What I Liked: Dean Koontz is probably one of my second favorite horror/thriller writers. His journey into the household name reminds me that with commitment, hard work, and timing/patience, even I can be as prolific as he.
I’ve read a review of Koontz past works and someone wrote that Koontz was lucky that Stephen King existed. If it weren’t for gluttonous need for speculative fiction created by the re-surging paper-book horror genre, Koontz would likely never have been picked up. Thank God he was. He can write poetically, a true word smith. You can tell he’s well-read and knowledgeable. And he can be write really witty and humorous dialogue that gets me chuckling. He’s masterful.

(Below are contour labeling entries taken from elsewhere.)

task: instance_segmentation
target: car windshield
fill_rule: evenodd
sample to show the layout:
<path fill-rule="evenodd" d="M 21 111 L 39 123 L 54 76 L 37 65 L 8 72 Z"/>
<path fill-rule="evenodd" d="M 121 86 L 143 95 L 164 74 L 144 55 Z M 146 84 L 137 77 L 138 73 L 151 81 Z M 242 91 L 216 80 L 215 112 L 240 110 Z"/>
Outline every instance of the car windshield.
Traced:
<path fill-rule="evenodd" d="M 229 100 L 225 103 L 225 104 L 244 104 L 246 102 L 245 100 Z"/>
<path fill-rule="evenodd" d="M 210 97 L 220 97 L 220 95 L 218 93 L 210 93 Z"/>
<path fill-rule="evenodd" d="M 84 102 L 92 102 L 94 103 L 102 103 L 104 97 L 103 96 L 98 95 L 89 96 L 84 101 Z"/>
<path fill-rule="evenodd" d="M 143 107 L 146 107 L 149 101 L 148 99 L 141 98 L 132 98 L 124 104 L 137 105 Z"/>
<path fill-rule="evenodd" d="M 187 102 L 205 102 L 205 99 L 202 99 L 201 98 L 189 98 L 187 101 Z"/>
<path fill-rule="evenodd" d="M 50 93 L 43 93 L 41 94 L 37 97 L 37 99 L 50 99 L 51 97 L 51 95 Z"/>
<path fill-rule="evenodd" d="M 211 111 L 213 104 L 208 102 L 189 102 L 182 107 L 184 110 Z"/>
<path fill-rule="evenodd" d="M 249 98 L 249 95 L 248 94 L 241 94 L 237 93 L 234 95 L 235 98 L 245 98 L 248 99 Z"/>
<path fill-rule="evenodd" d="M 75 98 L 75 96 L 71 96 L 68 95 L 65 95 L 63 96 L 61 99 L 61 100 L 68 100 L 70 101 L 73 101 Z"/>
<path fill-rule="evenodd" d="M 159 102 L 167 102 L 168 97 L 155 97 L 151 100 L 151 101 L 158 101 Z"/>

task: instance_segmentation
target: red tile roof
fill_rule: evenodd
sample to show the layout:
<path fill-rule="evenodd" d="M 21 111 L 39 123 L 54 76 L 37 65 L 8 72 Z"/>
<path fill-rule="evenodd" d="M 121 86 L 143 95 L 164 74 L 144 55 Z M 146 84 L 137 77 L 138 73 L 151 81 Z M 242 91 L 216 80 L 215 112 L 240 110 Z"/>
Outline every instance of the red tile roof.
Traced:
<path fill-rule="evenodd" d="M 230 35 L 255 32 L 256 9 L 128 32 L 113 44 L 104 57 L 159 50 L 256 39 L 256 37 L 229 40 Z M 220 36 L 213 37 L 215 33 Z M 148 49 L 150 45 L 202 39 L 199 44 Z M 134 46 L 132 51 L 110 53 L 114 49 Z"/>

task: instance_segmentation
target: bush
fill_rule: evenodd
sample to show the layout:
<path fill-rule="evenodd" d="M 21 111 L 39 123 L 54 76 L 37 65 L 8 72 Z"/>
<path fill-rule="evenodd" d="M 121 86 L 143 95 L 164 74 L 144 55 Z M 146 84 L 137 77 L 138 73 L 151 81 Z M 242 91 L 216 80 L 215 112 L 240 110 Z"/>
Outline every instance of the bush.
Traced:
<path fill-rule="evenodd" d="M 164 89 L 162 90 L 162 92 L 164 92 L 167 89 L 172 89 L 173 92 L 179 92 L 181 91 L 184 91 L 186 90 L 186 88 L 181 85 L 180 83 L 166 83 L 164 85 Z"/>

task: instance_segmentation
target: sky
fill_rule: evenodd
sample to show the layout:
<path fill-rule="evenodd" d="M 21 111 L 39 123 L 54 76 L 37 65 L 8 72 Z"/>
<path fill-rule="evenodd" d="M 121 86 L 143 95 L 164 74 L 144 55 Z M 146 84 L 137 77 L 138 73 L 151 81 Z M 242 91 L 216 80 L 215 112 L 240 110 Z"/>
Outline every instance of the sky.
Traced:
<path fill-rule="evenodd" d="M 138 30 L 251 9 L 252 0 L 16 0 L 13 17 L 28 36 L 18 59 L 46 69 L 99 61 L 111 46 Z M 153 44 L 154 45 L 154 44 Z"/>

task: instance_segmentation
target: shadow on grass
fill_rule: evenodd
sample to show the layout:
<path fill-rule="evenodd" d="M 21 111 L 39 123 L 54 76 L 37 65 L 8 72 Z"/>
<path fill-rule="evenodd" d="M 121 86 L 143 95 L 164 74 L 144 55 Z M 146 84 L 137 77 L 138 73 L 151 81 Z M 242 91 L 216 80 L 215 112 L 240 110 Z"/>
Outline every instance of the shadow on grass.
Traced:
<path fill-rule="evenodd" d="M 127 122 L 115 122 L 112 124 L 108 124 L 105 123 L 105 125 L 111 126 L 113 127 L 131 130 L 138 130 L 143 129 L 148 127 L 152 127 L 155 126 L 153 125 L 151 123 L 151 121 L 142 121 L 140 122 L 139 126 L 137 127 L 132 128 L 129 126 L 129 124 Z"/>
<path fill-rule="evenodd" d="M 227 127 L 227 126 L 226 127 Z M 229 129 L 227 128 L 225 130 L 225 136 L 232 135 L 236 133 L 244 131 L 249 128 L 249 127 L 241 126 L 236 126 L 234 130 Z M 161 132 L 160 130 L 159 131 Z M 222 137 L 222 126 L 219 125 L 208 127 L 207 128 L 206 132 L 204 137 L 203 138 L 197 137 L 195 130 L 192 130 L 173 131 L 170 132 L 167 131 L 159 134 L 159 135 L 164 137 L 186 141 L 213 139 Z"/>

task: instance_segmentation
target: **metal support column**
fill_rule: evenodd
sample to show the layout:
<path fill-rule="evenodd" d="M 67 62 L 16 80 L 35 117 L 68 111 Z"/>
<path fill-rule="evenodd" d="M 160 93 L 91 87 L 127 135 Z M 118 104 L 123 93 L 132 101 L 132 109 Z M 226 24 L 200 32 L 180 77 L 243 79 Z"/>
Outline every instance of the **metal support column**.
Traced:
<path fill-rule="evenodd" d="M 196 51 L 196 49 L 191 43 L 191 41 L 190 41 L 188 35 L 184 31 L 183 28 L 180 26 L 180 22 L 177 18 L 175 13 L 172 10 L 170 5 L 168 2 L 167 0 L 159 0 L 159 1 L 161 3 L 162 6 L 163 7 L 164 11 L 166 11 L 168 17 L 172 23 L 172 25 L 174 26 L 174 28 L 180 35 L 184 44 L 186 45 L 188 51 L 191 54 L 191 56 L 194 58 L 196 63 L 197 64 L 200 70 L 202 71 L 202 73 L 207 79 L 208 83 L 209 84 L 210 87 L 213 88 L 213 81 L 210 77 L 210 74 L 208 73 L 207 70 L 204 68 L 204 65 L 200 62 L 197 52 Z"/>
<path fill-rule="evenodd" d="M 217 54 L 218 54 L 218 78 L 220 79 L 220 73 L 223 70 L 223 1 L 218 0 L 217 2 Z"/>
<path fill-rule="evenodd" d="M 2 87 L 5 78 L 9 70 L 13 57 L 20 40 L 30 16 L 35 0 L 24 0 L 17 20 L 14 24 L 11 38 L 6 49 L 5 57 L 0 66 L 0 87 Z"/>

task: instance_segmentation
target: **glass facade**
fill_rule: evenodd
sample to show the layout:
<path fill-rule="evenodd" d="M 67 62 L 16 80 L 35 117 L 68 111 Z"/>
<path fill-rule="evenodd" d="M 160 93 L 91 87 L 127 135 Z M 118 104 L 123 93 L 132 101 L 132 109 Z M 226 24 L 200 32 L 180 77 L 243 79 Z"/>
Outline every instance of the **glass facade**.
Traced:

What I Didn’t Like: The reviewer I mentioned above wasn’t complimenting Koontz. If it weren’t for King, Koontz really wouldn’t have gotten picked up. While he can write beautifully and can craft thrilling supernatural stories, he can also be boring. Koontz has tropes he writes over and over and over again. I’ve read enough of his works to know: there will be an orphan; this orphan fears guns or has used guns no matter their age; their parents are a hot mess; the protagonists worlds are really small in character (few friends); there will be a dog – ominously God-like and human dog; our villain will be one note – they are just evil for evil’s sake; our protagonist fawns after one love interest NO MATTER WHAT; there will be the use of the word disquiet (as if Koontz so loves the word he must use it in every manuscript), and Koontz will wax on and on after all manner of fauna and flora.
For a thriller, Velocity lacked so much speed. It starts strong, slows down, hits speed bumps, before ramping up again. What’s supposed to feel like a race against time thriller, feels like a walk. And the ramp up at the third act feels so crammed, I’m surprised at the ending. The reader is provided with so many red herrings that the true antagonist doesn’t even feel wonderous or even creative when revealed. It comes out of no where.
Verdict: So I finished the novel, because like I said Dean Koontz is one of my favorite writers. You must read Velocity if you like thrillers. I honestly had to force myself not to skip paragraphs, but don’t just take my word for it.